For me a more important question to be asked is whether current politics globally is degenerating by which I mean becoming more antidemocratic, by virtue of multiple forces including:
– allocating proportionally more political power the neo-liberal managerial/economic/finance interests through international treaties and constructs such as an independent reserve banks which seems to operate under the assumption that economics are as scientifically objective as say medical systems ( a more nasty example is the European Union where ‘technocrats’ are being assigned more power over elected governments – whether Greece and Italy have overspent is a separate matter to whether the solution is to call in an administrator who produced the economic system that led to the mess in the first place – in the same manner as happens with Australian local government all too often.)

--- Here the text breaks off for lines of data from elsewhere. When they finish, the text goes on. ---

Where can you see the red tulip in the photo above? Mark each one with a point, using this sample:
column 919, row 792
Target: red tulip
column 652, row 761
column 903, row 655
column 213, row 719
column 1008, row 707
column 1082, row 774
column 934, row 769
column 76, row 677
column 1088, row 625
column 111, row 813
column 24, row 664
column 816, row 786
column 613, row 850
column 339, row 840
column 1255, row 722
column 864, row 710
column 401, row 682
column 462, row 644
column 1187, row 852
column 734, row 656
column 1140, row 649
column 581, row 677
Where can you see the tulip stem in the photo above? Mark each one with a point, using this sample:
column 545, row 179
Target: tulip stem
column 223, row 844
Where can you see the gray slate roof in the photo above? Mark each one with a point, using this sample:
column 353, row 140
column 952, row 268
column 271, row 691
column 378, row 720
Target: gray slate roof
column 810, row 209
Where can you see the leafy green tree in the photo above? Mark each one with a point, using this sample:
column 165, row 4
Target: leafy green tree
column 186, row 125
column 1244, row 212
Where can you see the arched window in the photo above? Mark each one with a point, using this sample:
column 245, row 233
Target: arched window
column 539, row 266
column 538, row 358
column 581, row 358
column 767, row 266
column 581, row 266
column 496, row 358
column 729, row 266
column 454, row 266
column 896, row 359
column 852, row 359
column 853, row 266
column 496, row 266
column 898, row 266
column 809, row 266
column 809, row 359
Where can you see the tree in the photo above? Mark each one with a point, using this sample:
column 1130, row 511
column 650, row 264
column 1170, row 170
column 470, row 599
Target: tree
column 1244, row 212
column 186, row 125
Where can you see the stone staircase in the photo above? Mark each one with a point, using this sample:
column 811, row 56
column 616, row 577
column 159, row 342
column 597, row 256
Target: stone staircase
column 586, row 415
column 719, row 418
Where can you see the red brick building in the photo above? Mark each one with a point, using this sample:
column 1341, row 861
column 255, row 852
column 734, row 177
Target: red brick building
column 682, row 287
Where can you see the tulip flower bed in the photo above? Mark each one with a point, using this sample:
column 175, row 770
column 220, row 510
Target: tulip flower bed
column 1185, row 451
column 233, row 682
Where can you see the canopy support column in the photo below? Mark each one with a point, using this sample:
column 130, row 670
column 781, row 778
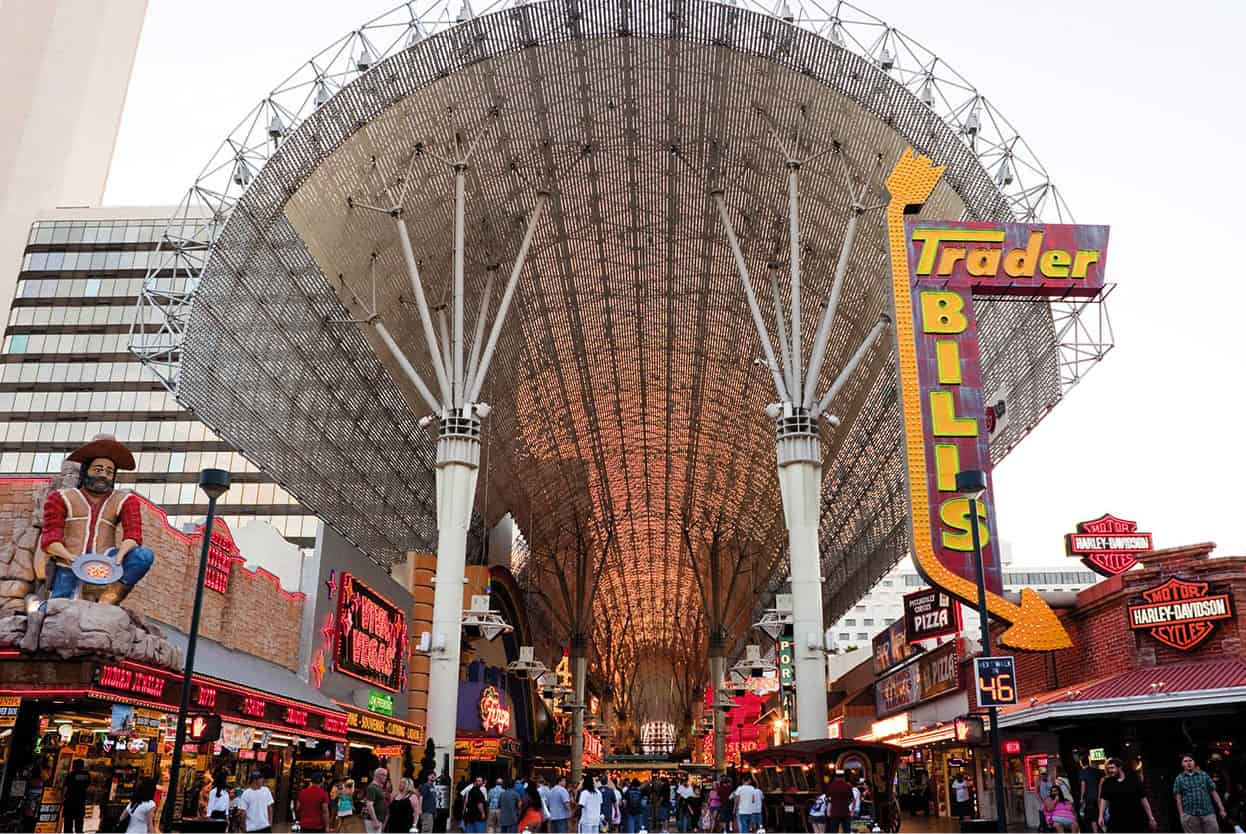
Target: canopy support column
column 578, row 682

– movement of the media towards ‘balanced’ reporting which increasingly means presenting really nutty ideas as equally valid as less nutty ones (see last night’s Media Watch item on vaccination)
– the demise of old time progressive philosophies (seems to be the case with Labor but also with the Liberals too with the reduction in the influence of their ‘wets’.)
Thus Queensland may not be exactly a return to the good old days of Jo – but rather that modern political economics is moving more to a Jo model and Queensland realizing it used to be a leader is merely reasserting this system (just kidding – sort of).
The US has major problems including design problems. But one major problem that has made there system totally corrupt is the lack of the type of party discipline found in more evolved parts of the world. That is why Congress is such a wonderland for lobbiests. With party discipline you need to bribe whole parties to do what in the US can be achieved by buying off just the few key players to swing things your way.
As a consequence seems to me that vested interest will ensure the US will remain unable to address the many urgent issues it needs to address until it is far to late.